第261章
- Enquiry Concerning Political Justice
- William Godwin
- 3330字
- 2016-06-30 16:27:20
Over this imaginary prize, men watch with perpetual jealousy; and one man finds his desire, and his capacity to circumvent, as much excited, as the other is excited, to traverse his projects, and frustrate his hopes. As long as this state of society continues, philanthropy will be crossed and checked in a thousand ways, and the still augmenting stream of abuse will continue to flow.
The abolition of the present system of marriage, appears to involve no evils. We are apt to represent that abolition to ourselves, as the harbinger of brutal lust and depravity. But it really happens, in this, as in other cases, that the positive laws which are made to restrain our vices, irritate and multiply them. Not to say, that the same sentiments of justice and happiness, which, in a state of equality, would destroy our relish for expensive gratifications, might be expected to decrease our inordinate appetites of every kind, and to lead us universally to prefer the pleasures of intellect to the pleasures of sense.
It is a question of some moment, whether the intercourse of the sexes, in a reasonable state of society, would be promiscuous, or whether each man would select for himself a partner, to whom he will adhere, as long as that adherence shall continue to be the choice of both parties. Probability seems to be greatly in favour of the latter. Perhaps this side of the alternative is most favourable to population. Perhaps it would suggest itself in preference, to the man who would wish to maintain the several propensities of his frame, in the order due to their relative importance, and to prevent a merely sensual appetite from engrossing excessive attention. It is scarcely to be imagined, that this commerce, in any state of society, will be stripped of its adjuncts, and that men will as willingly hold it, with a woman whose personal and mental qualities they disapprove, as with one of a different description. But it is the nature of the human mind, to persist, for a certain length of time, in its opinion or choice. The parties therefore having acted upon selection, are not likely to forget this selection when the interview is over. Friendship, if by friendship we understand that affection for an individual which is measured singly by what we know of his worth, is one of the most exquisite gratifications, perhaps one of the most improving exercises, of a rational mind. Friendship therefore may be expected to come in aid of the sexual intercourse, to refine its grossness, and increase its delight. All these arguments are calculated to determine our judgement in favour of marriage as a salutary and respectable institution, but not of that species of marriage in which there is no room for repentance and to which liberty and hope are equally strangers.

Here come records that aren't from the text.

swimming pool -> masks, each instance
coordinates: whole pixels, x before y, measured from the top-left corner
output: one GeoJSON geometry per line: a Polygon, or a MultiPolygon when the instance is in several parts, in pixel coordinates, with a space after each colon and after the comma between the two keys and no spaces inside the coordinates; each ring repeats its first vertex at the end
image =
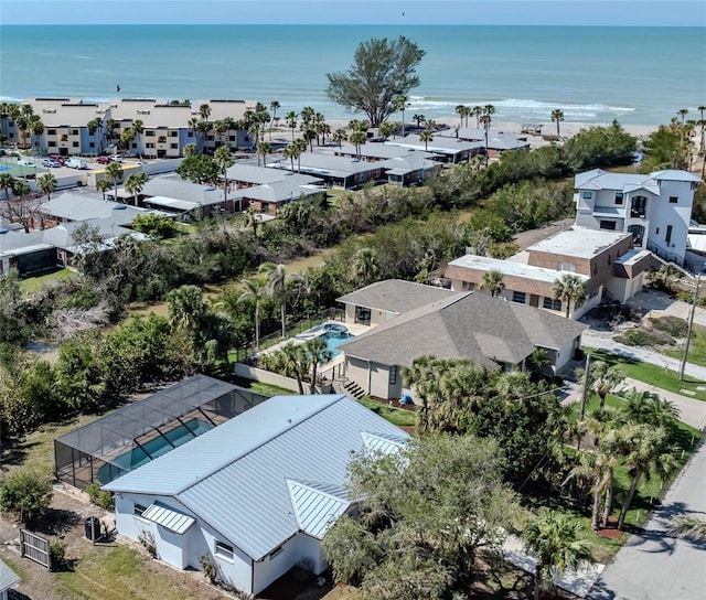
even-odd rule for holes
{"type": "Polygon", "coordinates": [[[109,463],[98,469],[98,481],[106,484],[125,474],[126,471],[137,469],[150,462],[152,459],[161,457],[170,450],[186,443],[189,440],[193,440],[202,433],[210,431],[213,427],[210,422],[194,418],[169,431],[163,431],[163,436],[158,435],[156,438],[140,446],[136,443],[135,448],[130,451],[119,454],[109,463]]]}

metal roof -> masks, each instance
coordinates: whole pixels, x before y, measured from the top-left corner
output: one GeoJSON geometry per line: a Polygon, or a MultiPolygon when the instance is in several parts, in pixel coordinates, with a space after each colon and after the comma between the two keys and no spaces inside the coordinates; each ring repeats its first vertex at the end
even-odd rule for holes
{"type": "Polygon", "coordinates": [[[287,489],[299,528],[319,539],[351,504],[342,486],[287,480],[287,489]]]}
{"type": "MultiPolygon", "coordinates": [[[[351,457],[366,450],[363,433],[407,439],[343,395],[276,396],[105,489],[173,496],[259,560],[301,531],[298,518],[313,532],[322,529],[323,521],[304,504],[296,515],[287,481],[308,486],[312,501],[315,493],[342,501],[332,492],[346,485],[351,457]]],[[[307,494],[300,494],[303,502],[307,494]]]]}
{"type": "Polygon", "coordinates": [[[0,592],[9,590],[12,586],[20,582],[18,574],[0,560],[0,592]]]}
{"type": "Polygon", "coordinates": [[[150,504],[147,511],[142,513],[142,518],[157,523],[165,529],[179,535],[186,533],[189,527],[196,523],[196,519],[193,516],[174,511],[161,502],[150,504]]]}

Admitting these principles therefore as the basis of the sexual commerce, what opinion ought we to form respecting infidelity to this attachment?
Certainly no ties ought to be imposed upon either party, preventing them from quitting the attachment, whenever their judgement directs them to quit it. With respect to such infidelities as are compatible with an intention to adhere to it, the point of principal importance is a determination to have recourse to no species of disguise. In ordinary cases, and where the periods of absence are of no long duration, it would seem that any inconstancy would reflect some portion of discredit on the person that practised it.

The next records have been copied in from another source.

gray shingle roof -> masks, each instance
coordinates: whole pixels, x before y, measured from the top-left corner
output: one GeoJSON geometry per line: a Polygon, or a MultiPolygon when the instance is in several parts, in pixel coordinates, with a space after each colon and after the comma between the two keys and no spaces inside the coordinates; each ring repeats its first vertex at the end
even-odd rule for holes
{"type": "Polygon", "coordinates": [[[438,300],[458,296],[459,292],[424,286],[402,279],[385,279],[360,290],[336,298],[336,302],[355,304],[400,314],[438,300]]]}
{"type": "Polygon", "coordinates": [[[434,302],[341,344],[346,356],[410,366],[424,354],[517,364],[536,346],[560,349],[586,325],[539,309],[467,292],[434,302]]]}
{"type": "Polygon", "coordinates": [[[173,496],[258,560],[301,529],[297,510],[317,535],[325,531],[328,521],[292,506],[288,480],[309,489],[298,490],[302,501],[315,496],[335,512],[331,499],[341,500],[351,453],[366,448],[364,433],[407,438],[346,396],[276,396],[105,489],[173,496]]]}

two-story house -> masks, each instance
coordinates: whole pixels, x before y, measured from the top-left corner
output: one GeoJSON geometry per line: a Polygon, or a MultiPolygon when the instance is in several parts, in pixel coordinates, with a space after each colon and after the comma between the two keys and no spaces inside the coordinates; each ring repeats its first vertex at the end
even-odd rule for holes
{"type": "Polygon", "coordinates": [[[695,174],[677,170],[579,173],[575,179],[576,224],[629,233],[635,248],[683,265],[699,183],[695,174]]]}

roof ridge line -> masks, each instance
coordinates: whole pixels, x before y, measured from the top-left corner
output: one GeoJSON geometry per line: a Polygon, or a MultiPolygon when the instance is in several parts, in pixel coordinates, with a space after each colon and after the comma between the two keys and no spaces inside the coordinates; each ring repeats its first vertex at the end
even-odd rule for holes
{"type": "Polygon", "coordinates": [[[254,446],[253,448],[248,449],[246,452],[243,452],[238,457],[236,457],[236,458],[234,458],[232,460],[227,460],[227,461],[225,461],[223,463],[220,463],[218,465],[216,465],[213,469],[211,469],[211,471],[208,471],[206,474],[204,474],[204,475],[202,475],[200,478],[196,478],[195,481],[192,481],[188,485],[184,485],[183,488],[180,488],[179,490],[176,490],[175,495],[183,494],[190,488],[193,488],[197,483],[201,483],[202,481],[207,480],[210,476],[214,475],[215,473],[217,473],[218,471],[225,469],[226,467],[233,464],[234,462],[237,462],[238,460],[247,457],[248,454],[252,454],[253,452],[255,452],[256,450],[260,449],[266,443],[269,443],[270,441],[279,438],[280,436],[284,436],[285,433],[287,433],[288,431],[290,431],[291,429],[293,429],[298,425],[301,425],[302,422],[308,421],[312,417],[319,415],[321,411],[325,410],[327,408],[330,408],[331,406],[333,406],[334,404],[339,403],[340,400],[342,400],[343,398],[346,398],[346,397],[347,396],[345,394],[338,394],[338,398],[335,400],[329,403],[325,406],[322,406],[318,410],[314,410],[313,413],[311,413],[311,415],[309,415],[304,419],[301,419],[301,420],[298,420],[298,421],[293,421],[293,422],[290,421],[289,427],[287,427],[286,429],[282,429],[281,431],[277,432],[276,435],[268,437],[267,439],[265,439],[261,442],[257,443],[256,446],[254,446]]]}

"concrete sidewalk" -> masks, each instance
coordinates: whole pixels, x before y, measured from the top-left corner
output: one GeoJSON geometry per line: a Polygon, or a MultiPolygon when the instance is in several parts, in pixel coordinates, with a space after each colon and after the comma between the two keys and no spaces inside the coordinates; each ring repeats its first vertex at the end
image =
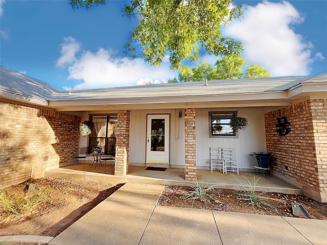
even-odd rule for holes
{"type": "Polygon", "coordinates": [[[49,244],[327,243],[327,220],[156,206],[163,188],[126,184],[49,244]]]}

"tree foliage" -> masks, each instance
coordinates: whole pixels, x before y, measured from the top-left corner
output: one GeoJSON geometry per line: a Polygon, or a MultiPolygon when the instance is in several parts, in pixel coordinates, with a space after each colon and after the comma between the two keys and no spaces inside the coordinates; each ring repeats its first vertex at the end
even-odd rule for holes
{"type": "Polygon", "coordinates": [[[71,0],[69,4],[73,9],[85,8],[88,10],[95,6],[104,5],[106,0],[71,0]]]}
{"type": "MultiPolygon", "coordinates": [[[[71,0],[74,9],[89,9],[104,0],[71,0]]],[[[233,0],[130,0],[125,14],[139,19],[139,25],[126,47],[131,57],[140,56],[150,65],[158,66],[169,55],[171,68],[181,68],[182,61],[195,61],[200,46],[216,56],[233,56],[242,51],[241,43],[223,37],[220,28],[242,15],[233,0]]]]}
{"type": "Polygon", "coordinates": [[[193,68],[183,65],[178,74],[178,80],[185,82],[203,81],[206,77],[208,80],[216,80],[271,77],[267,70],[255,64],[250,65],[243,71],[247,63],[241,55],[238,55],[218,59],[214,67],[206,61],[193,68]]]}

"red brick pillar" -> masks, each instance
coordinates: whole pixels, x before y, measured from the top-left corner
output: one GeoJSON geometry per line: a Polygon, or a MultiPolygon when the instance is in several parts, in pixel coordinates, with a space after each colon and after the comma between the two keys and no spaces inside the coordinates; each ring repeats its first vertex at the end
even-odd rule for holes
{"type": "Polygon", "coordinates": [[[114,175],[124,176],[128,173],[130,113],[129,110],[118,111],[114,175]]]}
{"type": "Polygon", "coordinates": [[[195,109],[185,109],[185,179],[196,180],[195,109]]]}

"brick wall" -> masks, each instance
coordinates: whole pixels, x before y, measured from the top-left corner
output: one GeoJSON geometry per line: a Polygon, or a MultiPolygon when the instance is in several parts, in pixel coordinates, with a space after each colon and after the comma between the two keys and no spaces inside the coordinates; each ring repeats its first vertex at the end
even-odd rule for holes
{"type": "Polygon", "coordinates": [[[185,179],[196,180],[195,109],[185,109],[185,179]]]}
{"type": "Polygon", "coordinates": [[[78,148],[79,116],[0,102],[0,188],[70,161],[78,148]]]}
{"type": "Polygon", "coordinates": [[[118,113],[115,175],[124,176],[128,173],[130,113],[129,110],[124,110],[118,113]]]}
{"type": "Polygon", "coordinates": [[[266,113],[265,118],[272,170],[300,183],[306,195],[327,202],[327,100],[304,101],[266,113]],[[290,123],[284,136],[276,131],[281,117],[290,123]]]}

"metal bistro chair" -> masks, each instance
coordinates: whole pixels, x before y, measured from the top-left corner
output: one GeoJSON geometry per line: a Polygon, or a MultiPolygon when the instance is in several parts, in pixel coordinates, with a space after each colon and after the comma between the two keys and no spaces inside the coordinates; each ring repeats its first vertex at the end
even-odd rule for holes
{"type": "MultiPolygon", "coordinates": [[[[106,154],[104,154],[102,155],[102,156],[104,156],[104,157],[103,158],[100,158],[100,162],[101,161],[105,161],[104,173],[106,173],[106,169],[107,169],[107,161],[110,161],[111,167],[112,167],[112,160],[115,160],[115,154],[114,152],[108,153],[106,154]]],[[[102,156],[101,156],[101,157],[102,157],[102,156]]]]}
{"type": "Polygon", "coordinates": [[[74,158],[77,159],[77,166],[79,166],[80,159],[84,159],[84,168],[85,168],[86,159],[88,158],[89,156],[89,154],[88,153],[88,146],[86,145],[79,147],[77,151],[73,151],[71,154],[71,164],[69,165],[69,168],[72,168],[72,161],[74,158]]]}
{"type": "Polygon", "coordinates": [[[219,168],[221,172],[223,170],[223,174],[225,174],[224,162],[221,158],[221,149],[210,148],[210,164],[211,173],[214,168],[219,168]]]}
{"type": "Polygon", "coordinates": [[[237,172],[239,175],[239,163],[235,160],[234,149],[223,149],[223,160],[225,164],[225,173],[227,171],[237,172]]]}

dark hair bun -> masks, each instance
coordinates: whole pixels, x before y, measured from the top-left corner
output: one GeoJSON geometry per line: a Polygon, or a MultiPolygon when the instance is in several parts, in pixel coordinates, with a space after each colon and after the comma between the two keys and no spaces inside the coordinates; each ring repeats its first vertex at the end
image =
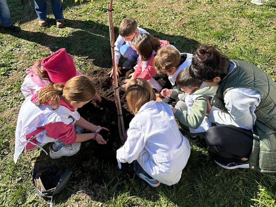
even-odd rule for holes
{"type": "Polygon", "coordinates": [[[214,61],[220,62],[221,56],[216,48],[207,45],[200,46],[195,51],[196,58],[198,61],[208,64],[214,61]]]}

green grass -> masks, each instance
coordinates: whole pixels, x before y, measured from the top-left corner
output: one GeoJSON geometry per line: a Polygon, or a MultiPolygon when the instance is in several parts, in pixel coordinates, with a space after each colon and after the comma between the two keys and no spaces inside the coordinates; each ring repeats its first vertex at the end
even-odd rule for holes
{"type": "MultiPolygon", "coordinates": [[[[92,6],[88,2],[80,5],[74,1],[64,1],[66,26],[60,29],[53,26],[50,7],[48,26],[41,28],[32,2],[31,6],[8,1],[12,19],[19,21],[22,31],[5,33],[0,29],[0,206],[49,206],[49,201],[36,194],[32,182],[33,167],[39,162],[73,171],[66,189],[54,198],[57,207],[276,206],[275,174],[224,169],[214,162],[209,151],[194,146],[179,182],[157,189],[137,177],[131,165],[119,170],[115,157],[109,163],[101,162],[92,142],[84,143],[78,156],[53,160],[41,151],[28,152],[30,160],[22,155],[15,165],[14,133],[24,100],[20,88],[24,69],[62,47],[84,73],[96,70],[107,73],[111,67],[108,1],[95,0],[92,6]]],[[[201,43],[215,45],[231,58],[257,65],[275,80],[276,3],[264,4],[258,6],[249,0],[115,0],[115,32],[122,18],[132,17],[139,26],[181,52],[192,52],[201,43]]],[[[114,154],[120,145],[118,142],[115,145],[114,154]]]]}

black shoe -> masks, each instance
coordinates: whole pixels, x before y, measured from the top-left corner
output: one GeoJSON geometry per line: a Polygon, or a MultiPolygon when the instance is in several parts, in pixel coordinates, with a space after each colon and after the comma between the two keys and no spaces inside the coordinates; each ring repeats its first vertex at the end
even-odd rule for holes
{"type": "Polygon", "coordinates": [[[215,162],[221,167],[228,170],[236,168],[249,168],[249,160],[224,158],[218,155],[215,157],[215,162]]]}
{"type": "Polygon", "coordinates": [[[13,24],[9,26],[3,26],[4,27],[4,30],[9,31],[11,31],[12,32],[19,32],[21,30],[19,26],[15,26],[13,24]]]}

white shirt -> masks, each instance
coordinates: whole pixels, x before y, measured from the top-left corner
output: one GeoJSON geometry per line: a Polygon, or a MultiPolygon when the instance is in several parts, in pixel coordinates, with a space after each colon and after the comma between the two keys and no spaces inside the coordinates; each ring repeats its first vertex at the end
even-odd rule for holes
{"type": "MultiPolygon", "coordinates": [[[[236,67],[234,62],[231,62],[233,68],[229,69],[229,73],[236,67]]],[[[249,88],[237,88],[227,91],[224,99],[228,113],[212,109],[209,120],[217,125],[232,125],[253,130],[256,119],[254,111],[262,100],[260,93],[249,88]]]]}
{"type": "Polygon", "coordinates": [[[152,100],[145,104],[129,124],[127,139],[117,150],[118,162],[137,159],[150,175],[170,185],[177,183],[190,153],[171,107],[152,100]]]}
{"type": "MultiPolygon", "coordinates": [[[[138,32],[138,35],[142,33],[149,33],[141,28],[137,27],[137,31],[138,32]]],[[[135,38],[136,36],[134,36],[133,39],[135,38]]],[[[117,64],[119,63],[119,60],[121,57],[121,53],[120,52],[120,48],[124,43],[129,46],[133,49],[132,47],[132,40],[131,41],[126,41],[124,38],[120,35],[117,38],[117,39],[115,42],[115,47],[114,48],[114,52],[115,54],[115,64],[117,64]]],[[[134,50],[133,49],[133,50],[134,50]]]]}
{"type": "MultiPolygon", "coordinates": [[[[181,53],[180,54],[182,55],[185,53],[181,53]]],[[[193,57],[193,54],[190,53],[186,53],[187,54],[187,58],[186,60],[184,61],[184,62],[182,63],[181,65],[179,66],[175,72],[172,75],[168,75],[169,80],[172,84],[172,86],[173,86],[175,84],[175,81],[176,81],[176,77],[177,76],[177,74],[179,73],[181,71],[184,69],[187,66],[189,66],[191,64],[192,61],[192,57],[193,57]]]]}

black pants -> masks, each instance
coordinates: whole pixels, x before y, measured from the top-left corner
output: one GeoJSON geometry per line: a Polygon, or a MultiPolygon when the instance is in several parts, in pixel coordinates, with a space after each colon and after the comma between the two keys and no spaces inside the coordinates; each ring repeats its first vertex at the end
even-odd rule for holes
{"type": "Polygon", "coordinates": [[[206,140],[211,149],[221,157],[248,158],[253,146],[253,133],[232,125],[213,126],[207,130],[206,140]]]}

It would argue that the person's propensities were not under that kind of subordination which virtue and self-government appear to prescribe.
But inconstancy like any other temporary dereliction, would not be found incompatible with a character of uncommon excellence. What, at present, renders it, in many instances, peculiarly loathsome is its being practised in a clandestine manner. It leads to a train of falsehood and a concerted hypocrisy, than which there is scarcely anything that more eminently depraves and degrades the human mind.